New research suggests that dark matter may once again hold the key to one of astronomy’s enduring mysteries: the excess of gamma rays shining from the Milky Way’s center. By modeling the galaxy’s early history and violent mergers, the team found that dark matter in the core may be shaped far differently than previously assumed, potentially matching the puzzling radiation pattern first detected by NASA’s Fermi telescope. The findings revive dark matter as a serious contender for explaining the Milky Way’s enigmatic central glow.

A new study has reignited one of astrophysics’ biggest debates: what’s behind the mysterious glow of gamma rays at the center of our galaxy?

The research was led by Dr. Moorits Muru, along with Dr. Noam Libeskind and Dr. Stefan Gottlöber from the Leibniz Institute for Astrophysics Potsdam (AIP), in collaboration with Professor Yehuda Hoffman of the Hebrew University of Jerusalem’s Racah Institute of Physics, and Professor Joseph Silk of Oxford University, was published this week in Physical Review Letters, uses advanced cosmological simulations to show that dark matter — the invisible substance thought to make up most of the universe — may still be the best explanation for the excess of high-energy radiation first observed by NASA’s Fermi Gamma-ray Space Telescope.

For years, scientists have been puzzled by this “Galactic Center Excess” — an unexpected concentration of gamma rays emanating from the Milky Way’s core. Early on, theorists proposed that dark matter particles might be colliding and annihilating each other, producing bursts of radiation in the process. But as data poured in, the spatial pattern of the rays didn’t line up neatly with predicted dark matter distributions. The leading alternative theory pointed instead to a population of ancient, rapidly spinning neutron stars called millisecond pulsars.
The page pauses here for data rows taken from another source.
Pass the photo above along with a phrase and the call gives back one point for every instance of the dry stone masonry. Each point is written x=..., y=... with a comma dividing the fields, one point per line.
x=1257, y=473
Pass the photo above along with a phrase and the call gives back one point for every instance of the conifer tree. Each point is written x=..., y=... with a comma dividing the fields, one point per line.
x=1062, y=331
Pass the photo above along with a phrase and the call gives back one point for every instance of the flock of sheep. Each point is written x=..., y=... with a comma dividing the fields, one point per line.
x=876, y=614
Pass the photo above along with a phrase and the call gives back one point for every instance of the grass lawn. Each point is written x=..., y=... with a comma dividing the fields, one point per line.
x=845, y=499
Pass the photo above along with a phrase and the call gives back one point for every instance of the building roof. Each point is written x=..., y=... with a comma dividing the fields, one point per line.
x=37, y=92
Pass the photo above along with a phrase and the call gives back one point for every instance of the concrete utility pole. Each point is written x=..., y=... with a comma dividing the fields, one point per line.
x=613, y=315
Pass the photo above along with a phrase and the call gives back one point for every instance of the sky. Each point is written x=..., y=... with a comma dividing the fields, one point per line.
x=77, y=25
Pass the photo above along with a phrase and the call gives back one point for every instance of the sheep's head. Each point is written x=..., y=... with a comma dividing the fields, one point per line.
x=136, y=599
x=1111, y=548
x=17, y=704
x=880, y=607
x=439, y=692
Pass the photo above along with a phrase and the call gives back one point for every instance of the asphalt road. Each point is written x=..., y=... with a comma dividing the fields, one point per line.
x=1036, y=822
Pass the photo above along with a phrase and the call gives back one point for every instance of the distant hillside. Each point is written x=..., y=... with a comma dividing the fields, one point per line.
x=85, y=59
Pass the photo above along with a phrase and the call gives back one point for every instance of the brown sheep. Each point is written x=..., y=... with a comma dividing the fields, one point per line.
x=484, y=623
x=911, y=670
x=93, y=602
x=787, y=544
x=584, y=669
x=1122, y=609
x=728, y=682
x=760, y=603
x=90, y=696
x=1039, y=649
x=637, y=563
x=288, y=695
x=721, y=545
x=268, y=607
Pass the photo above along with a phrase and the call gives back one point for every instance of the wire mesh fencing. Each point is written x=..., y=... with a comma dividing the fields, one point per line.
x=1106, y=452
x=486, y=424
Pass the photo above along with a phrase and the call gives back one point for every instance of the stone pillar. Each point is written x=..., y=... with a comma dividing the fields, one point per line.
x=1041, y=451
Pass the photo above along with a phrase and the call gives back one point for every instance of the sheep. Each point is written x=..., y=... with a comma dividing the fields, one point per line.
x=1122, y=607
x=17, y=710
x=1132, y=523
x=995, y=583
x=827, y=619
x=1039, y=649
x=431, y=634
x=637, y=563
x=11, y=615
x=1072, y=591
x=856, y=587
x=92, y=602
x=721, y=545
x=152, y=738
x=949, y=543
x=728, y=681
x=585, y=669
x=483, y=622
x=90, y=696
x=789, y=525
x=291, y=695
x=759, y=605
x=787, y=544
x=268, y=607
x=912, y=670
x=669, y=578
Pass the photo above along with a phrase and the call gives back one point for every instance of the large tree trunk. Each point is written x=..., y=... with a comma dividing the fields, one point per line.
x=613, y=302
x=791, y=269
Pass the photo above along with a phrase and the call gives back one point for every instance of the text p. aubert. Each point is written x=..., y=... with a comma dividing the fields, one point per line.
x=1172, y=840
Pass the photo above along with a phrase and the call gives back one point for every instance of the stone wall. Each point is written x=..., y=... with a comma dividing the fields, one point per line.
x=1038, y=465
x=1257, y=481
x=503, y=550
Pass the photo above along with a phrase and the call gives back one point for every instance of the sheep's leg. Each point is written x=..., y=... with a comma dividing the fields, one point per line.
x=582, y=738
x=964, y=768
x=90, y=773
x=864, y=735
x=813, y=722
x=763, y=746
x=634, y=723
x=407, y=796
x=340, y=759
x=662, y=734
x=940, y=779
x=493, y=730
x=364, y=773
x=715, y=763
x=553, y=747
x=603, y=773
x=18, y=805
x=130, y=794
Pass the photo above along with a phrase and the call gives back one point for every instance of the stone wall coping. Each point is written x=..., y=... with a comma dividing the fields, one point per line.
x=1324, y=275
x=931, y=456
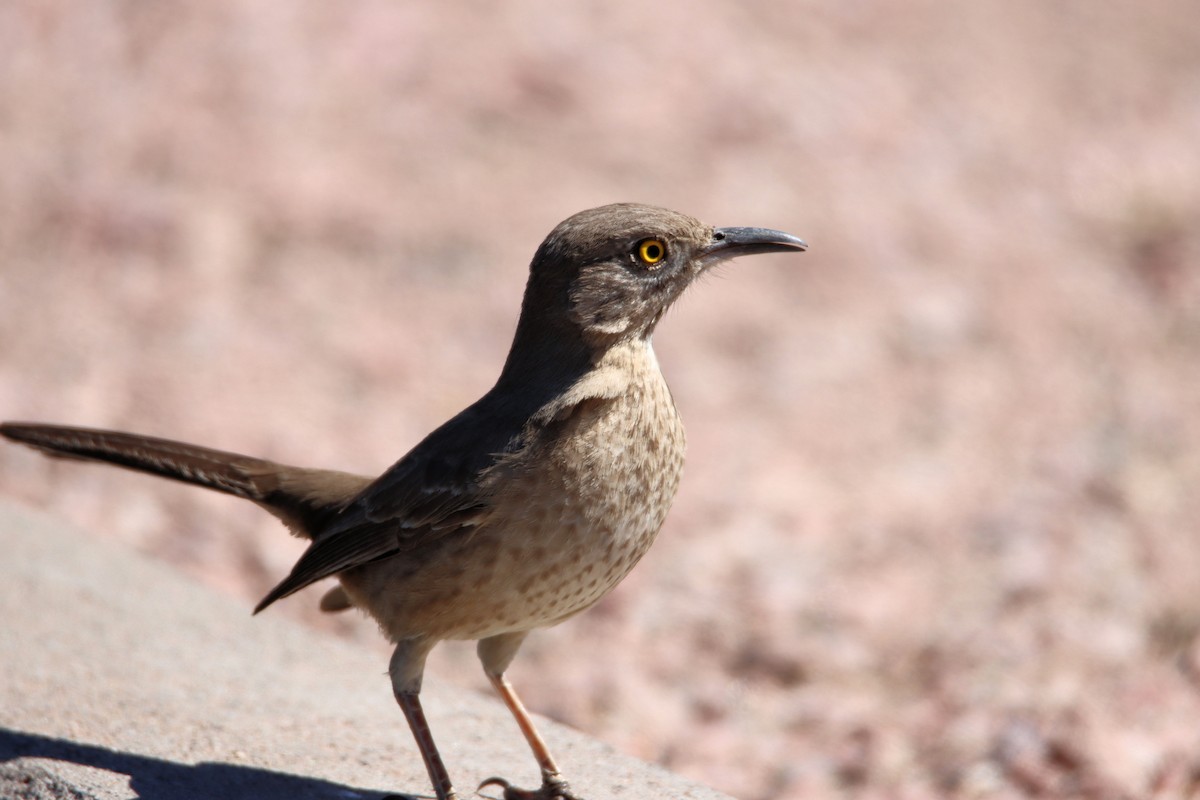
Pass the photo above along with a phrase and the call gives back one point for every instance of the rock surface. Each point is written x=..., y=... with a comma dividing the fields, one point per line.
x=123, y=679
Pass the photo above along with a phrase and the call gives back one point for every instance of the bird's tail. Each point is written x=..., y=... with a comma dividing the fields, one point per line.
x=301, y=498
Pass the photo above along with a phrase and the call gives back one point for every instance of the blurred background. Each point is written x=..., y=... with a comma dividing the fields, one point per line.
x=939, y=530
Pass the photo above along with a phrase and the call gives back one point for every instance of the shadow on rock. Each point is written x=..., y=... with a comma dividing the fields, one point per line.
x=154, y=779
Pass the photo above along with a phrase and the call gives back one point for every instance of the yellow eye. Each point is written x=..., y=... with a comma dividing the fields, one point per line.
x=652, y=251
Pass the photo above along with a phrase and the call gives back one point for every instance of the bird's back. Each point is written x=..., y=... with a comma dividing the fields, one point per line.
x=567, y=516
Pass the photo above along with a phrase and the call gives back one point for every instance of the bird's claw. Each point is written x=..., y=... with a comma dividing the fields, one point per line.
x=552, y=788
The team decided to take a new approach. Using a suite of high-resolution simulations known as Hestia, which model galaxies under conditions similar to our own cosmic neighborhood, they reconstructed how the Milky Way might have formed — including its early mergers and turbulent youth. These events, they found, could have reshaped the distribution of dark matter at the galaxy’s center.
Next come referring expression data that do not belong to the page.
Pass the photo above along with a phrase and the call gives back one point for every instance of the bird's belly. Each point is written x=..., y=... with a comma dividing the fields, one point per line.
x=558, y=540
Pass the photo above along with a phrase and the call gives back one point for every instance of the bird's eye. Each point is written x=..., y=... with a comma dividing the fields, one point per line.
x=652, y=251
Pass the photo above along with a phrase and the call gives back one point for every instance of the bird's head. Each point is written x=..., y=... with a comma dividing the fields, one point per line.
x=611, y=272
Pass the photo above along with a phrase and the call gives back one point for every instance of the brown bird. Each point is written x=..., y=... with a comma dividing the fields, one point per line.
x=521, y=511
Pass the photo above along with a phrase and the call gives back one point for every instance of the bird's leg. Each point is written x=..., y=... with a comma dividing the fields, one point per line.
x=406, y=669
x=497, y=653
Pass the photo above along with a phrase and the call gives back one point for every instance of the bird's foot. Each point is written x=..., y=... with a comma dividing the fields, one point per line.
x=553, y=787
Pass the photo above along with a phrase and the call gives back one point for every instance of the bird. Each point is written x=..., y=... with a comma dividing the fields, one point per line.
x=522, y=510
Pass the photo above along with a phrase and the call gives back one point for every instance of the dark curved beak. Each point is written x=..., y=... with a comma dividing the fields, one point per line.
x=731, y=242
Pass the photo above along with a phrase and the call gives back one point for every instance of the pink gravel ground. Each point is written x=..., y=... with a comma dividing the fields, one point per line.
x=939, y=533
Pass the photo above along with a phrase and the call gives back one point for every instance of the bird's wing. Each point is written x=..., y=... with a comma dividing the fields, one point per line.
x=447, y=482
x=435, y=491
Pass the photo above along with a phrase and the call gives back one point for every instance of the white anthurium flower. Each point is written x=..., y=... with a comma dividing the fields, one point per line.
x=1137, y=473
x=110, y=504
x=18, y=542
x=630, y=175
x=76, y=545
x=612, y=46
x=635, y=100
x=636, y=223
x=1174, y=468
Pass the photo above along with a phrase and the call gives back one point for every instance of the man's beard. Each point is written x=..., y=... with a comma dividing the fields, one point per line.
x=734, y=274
Their results reveal a more complex, nonspherical dark matter structure than earlier models assumed — one that could reproduce the observed spread of gamma rays without invoking a large population of pulsars.

“The Milky Way’s history of collisions and growth leaves clear fingerprints on how dark matter is arranged at its core,” the researchers said. “When we account for that, the gamma-ray signal looks a lot more like something dark matter could explain.”

The findings don’t settle the debate, but they do restore dark matter’s status as a prime suspect in one of astrophysics’ intriguing mysteries. Future observations from instruments such as the Cherenkov Telescope Array, which will probe even higher-energy gamma rays, are expected to test these competing theories more decisively.

“This study gives us a fresh way to interpret one of the most intriguing signals in the sky,” the team added. “Either we’ll confirm that dark matter leaves an observable trace — or we’ll learn something entirely new about the Milky Way itself.”